El "pero" está en que el sueldo de los funcionarios no cae del cielo como el maná que alimentaba a los hijos de Israel. El sueldo de los funcionarios sale de los bolsillos de quienes no lo son. Esas son las únicas cuentas que valen. Es de memos argumentar que los empleados públicos también pagan impuestos. Bueno fuera que no lo hicieran.

España tiene alrededor de dos millones y medio de empleados públicos, lo que equivale a uno por cada 18 habitantes. ¿Pocos o muchos? Vamos a las odiosas comparaciones. En Francia hay un funcionario por cada 12 habitantes, mientras que en Alemania existe uno por cada 23 si se tienen en cuenta los empleados municipales.

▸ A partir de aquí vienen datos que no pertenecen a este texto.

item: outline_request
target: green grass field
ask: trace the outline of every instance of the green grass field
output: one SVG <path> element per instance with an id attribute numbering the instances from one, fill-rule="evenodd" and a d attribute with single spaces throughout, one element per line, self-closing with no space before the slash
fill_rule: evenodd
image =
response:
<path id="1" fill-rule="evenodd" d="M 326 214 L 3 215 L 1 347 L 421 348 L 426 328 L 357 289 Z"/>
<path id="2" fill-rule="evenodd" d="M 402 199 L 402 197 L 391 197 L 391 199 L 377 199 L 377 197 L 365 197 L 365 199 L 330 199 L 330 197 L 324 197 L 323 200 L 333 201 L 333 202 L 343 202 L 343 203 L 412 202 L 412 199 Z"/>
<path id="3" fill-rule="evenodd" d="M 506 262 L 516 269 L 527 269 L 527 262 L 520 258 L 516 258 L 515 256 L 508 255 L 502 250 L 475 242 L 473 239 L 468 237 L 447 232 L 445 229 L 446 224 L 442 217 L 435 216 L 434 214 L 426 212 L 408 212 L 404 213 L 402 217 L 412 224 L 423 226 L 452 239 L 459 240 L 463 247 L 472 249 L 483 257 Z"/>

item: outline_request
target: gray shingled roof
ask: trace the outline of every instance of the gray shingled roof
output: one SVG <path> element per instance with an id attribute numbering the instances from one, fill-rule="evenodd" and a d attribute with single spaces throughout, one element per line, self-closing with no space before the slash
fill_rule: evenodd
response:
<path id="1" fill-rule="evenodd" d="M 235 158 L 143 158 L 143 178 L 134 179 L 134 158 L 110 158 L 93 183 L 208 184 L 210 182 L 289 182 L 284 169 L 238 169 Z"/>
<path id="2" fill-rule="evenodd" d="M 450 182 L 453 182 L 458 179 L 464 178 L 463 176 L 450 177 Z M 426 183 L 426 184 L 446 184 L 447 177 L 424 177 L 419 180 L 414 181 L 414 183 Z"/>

Lo malo, empero no es que tengamos más o menos que nuestros vecinos europeos, sino la constante tendencia al alza. Una de las primeras medidas que adoptó el primer Gobierno de Aznar, poco después de que el PP ganase las elecciones en 1996, fue limitar la creación de empleo público. Para ello estableció que sólo se podía reponer una de cada cuatro bajas entre los empleados públicos. A pesar de ello, su número se incrementó de 2,2 millones en 1998 a 2,4 millones en 2004. El actual Gobierno socialista ha eliminado estos límites a la contratación de empleados públicos, si bien de momento ésta no se ha disparado.

La situación de Canarias no es la más escandalosa entre todas las comunidades autónomas españolas. Según un amplio reportaje al respecto, publicado por el diario catalán Avui, el 15,93 por ciento de la población asalariada de las Islas trabaja para alguna administración pública. Un porcentaje similar al de Madrid (15,73 por ciento) o Murcia (15,28), por encima de Cataluña, Valencia o Baleares, y por debajo de Andalucía o Extremadura, región esta última donde más de 28 de cada cien personas empleadas cobra un sueldo público.

Pocos o muchos, desde que empezó 2009 se ha incrementado en un 40 por ciento el número de opositores a cualquier puesto de funcionario, aunque estos aspirantes lo tienen difícil a la hora de conseguir el chollo para toda la vida. Este año el Estado ha sacado a concurso un 43 por ciento menos de plazas que en 2008.

Una situación penosa se mire como se mire. No porque esos sueldos, como digo, deban salir de los salarios de particulares y de empresas privadas, sino porque causa desolación que un país que se anuncia como la octava potencia de mundo no sea capaz de ofrecer a sus nuevas generaciones nada más que el viejo empleo de chupatintas.